Faith Digest: Bible tops America’s bookshelf

The Bible is the favorite book of all time for American adults, regardless of demographic group, according to a new 2008 Harris Interactive Poll. Researchers said it’s rare to find such consensus among Americans, regardless of gender, education level, geographic location, race, ethnicity or age. Yet, more than 2,500 Americans who responded to an online poll agreed the Bible is their No. 1 favorite book. The poll also found political affiliation did not affect reading preference. Republicans, Democrats and Independents alike agreed on the Bible and Margaret Mitchell’s Gone With the Wind as their top two favorite books. Other top five choices were Lord of the Rings by J.R.R. Tolkien, the Harry Potter series by J.K. Rowling and The Stand by Stephen King. Rounding out the top ten were The Da Vinci Code by Dan Brown, To Kill a Mockingbird by Harper Lee, Angels and Demons by Dan Brown, Atlas Shrugged by Ayn Rand and Catcher in the Rye by J.D. Salinger.

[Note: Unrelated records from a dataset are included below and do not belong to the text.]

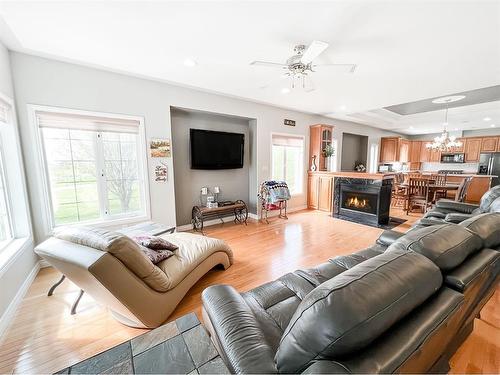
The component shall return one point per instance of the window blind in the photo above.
(86, 122)
(287, 140)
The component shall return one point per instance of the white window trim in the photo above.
(20, 237)
(42, 165)
(304, 159)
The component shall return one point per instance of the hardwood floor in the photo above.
(45, 338)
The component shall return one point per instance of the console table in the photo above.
(199, 214)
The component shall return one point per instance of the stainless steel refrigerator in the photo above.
(490, 164)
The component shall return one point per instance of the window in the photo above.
(93, 167)
(5, 214)
(288, 161)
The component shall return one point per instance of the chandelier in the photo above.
(444, 142)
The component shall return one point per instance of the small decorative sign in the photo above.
(160, 148)
(161, 172)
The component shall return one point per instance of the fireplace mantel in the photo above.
(360, 175)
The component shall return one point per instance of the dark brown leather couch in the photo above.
(403, 305)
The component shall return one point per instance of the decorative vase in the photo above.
(328, 163)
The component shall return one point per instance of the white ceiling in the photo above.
(405, 50)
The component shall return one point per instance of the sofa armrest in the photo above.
(427, 221)
(236, 332)
(457, 218)
(326, 367)
(465, 208)
(388, 237)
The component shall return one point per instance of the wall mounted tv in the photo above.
(216, 150)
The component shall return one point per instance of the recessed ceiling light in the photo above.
(448, 99)
(190, 63)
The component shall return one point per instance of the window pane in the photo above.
(122, 173)
(72, 171)
(5, 227)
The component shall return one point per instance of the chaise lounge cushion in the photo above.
(192, 250)
(122, 248)
(351, 310)
(446, 245)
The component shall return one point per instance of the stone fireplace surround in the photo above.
(376, 194)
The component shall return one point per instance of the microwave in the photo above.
(453, 158)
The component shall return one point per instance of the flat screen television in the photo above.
(216, 150)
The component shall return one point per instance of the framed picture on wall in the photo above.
(160, 148)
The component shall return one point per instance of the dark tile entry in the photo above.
(179, 347)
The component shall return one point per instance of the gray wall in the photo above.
(233, 183)
(49, 82)
(354, 149)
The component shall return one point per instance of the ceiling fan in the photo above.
(298, 67)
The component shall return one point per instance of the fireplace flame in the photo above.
(357, 203)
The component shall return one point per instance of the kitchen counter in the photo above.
(427, 173)
(365, 175)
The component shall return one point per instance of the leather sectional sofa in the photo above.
(403, 305)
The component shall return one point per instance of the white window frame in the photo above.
(304, 161)
(113, 220)
(17, 197)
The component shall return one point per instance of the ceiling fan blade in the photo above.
(308, 84)
(351, 67)
(314, 50)
(268, 64)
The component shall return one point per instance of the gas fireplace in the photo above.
(362, 200)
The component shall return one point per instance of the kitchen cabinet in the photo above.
(435, 156)
(472, 150)
(404, 151)
(320, 135)
(489, 144)
(320, 192)
(415, 151)
(389, 149)
(425, 153)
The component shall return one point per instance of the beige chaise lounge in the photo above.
(115, 272)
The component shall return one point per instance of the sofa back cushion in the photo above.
(122, 248)
(486, 226)
(488, 198)
(349, 311)
(446, 245)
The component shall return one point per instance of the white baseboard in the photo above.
(9, 313)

Former bishop elected Paraguay president. A former Roman Catholic bishop was elected president of Paraguay after being criticized by his church for running for the office. Fernando Lugo, 56, defeated the Colorado Party, which had reigned in the country 62 years. The Vatican opposes clergy members holding political office and had demanded that Lugo halt his political pursuits. Lugo said he resigned from the church and no longer must follow its laws. His five-year term begins Aug. 15.

Judge torches pot smoker’s religious claim. Robert George Henry told a Pennsylvania judge smoking marijuana is vital to his efforts to connect with God. But 10 seconds after Henry finished testifying, Judge Edgar B. Bayley dismissed a motion Henry filed seeking to avoid prosecution on drunken driving and drug possession charges on religious grounds, claiming the U.S. Constitution’s protection of the free exercise of religion includes drug use. Henry joined the Hawaii Cannabis Ministry, which promotes marijuana use for religious enlightenment, and was ordained as a minister of the Universal Life Church after his arrest. He argued that if children can drink wine during Holy Communion, he should be able to smoke pot in his search for God.

National observance includes fly-over prayers. On the National Day of Prayer, petitions to God will be made from the ground and from the air. Plans for the annual observance, on May 1, include private pilots who intend to fly and pray over all 50 state capitols. Tens of thousands of events, organized through a Colorado-based task force, will be held in churches, on courthouse steps and in parks. Organizers range from military members to teenagers. For the first time, the event will be marked at a memorial chapel in Shanksville, Pa., which commemorates the 9/11 crash site of United Flight 93. Christian scholar Ravi Zacharias is the 2008 honorary chairman. He will address observances on Capitol Hill and at the Pentagon. The National Day of Prayer was established by Congress in 1952 and is observed on the first Thursday of May.